Skocz do zawartości

Deszcz. Jazda w deszczu


Sofija
 Udostępnij

Rekomendowane odpowiedzi

Kiedys chyba juz byla taki temat, ale co mi przychodzi teraz na mysl:

1. Bardzo uwazaj z hamulcami bo kolo blokuje sie odrazu na mokrym, szczegolnie na zakretach.

2.Trzymaj duzy odstep miedzy poprzedzajacym Cie samochodem, bo jak gwaltownie przyhamuje to gleba murowana

3.Uwzaj z gazem na zakretach, bo tylne kolo moze zlapac uslizg.

4. Nie wyprzedzaj na styk, nie wykonuj gwaltownych manewrow.itp - pamietaj, ze opony maja ograniczona przyczepnosc

5.Staraj sie jechac bardziej srodkiem jezdni bo z reguly najwiecej kaluz jest po bokach.

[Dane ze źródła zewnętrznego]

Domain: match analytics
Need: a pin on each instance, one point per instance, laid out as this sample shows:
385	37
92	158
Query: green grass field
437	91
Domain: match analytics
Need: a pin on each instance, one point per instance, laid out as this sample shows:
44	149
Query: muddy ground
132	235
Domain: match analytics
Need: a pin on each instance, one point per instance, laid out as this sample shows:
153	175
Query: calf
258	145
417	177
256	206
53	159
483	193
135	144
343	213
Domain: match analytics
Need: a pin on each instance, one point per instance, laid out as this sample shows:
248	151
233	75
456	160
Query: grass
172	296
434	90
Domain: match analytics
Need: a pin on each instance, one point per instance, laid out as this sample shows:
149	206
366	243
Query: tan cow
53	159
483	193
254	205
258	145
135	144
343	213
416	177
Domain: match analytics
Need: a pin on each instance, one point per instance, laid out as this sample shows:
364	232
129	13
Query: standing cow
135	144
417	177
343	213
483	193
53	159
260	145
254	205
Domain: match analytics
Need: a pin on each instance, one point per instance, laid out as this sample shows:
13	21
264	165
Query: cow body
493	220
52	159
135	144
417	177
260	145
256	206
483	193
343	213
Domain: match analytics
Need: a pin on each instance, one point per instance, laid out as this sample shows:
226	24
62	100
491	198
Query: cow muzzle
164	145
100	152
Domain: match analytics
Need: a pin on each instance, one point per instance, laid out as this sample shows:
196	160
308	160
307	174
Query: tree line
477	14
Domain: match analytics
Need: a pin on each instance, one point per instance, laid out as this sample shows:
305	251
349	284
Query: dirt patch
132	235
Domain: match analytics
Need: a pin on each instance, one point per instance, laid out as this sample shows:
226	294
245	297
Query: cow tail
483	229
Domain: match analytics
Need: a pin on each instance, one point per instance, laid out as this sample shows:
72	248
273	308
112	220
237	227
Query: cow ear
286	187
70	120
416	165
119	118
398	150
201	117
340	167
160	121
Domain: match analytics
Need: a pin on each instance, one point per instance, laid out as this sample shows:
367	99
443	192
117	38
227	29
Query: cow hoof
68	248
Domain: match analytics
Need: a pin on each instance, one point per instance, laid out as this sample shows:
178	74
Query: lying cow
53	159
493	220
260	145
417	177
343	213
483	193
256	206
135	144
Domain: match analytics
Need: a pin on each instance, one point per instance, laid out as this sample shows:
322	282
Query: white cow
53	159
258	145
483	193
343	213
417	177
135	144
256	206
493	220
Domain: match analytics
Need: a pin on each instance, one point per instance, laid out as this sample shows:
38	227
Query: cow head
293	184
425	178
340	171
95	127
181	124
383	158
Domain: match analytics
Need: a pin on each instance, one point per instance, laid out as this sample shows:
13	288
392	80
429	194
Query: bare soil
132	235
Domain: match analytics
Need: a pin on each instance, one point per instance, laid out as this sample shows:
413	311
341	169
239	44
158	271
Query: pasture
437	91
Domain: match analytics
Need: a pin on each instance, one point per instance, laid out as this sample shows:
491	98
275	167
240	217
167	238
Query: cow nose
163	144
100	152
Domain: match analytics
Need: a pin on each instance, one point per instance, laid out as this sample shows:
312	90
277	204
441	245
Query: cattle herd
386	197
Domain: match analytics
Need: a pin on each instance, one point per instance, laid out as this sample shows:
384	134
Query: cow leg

6.Staraj sie omijac kaluze, bo nie wiesz co jest pod woda, moze byc duza dziura i nie bedzie za milo.

 

hmm... na pewno jeszcze troche by sie zasad znalazlo, jak mi cos przyjdzie jeszcze do glowy to dopisze, a moze ktos inny za mnie to zrobi.

Odnośnik do komentarza
Udostępnij na innych stronach

Po pierwsze na pewno trzeba jechac wolniej. Uważać bardziej w zakrętach, po prostu brac je szerszym łukiem, bo na mokrej nawierzchnii, masz większe szanse uślizgów i gleby. Poza tym pojawia sie tez problem z widocznością przez szybke kasku. Unikac tez trzeba wszelkiego rodzaju kałuż na jezdnich z dwóch powodów. Po pierwsze, nie wiesz czy to kałuża czy głęboka wyrwa wypełniona wodą, gdzie po wpadnięciu urwiesz sobie zawieszenie. Po drugie przy większych prędkościach możesz stracić panowanie.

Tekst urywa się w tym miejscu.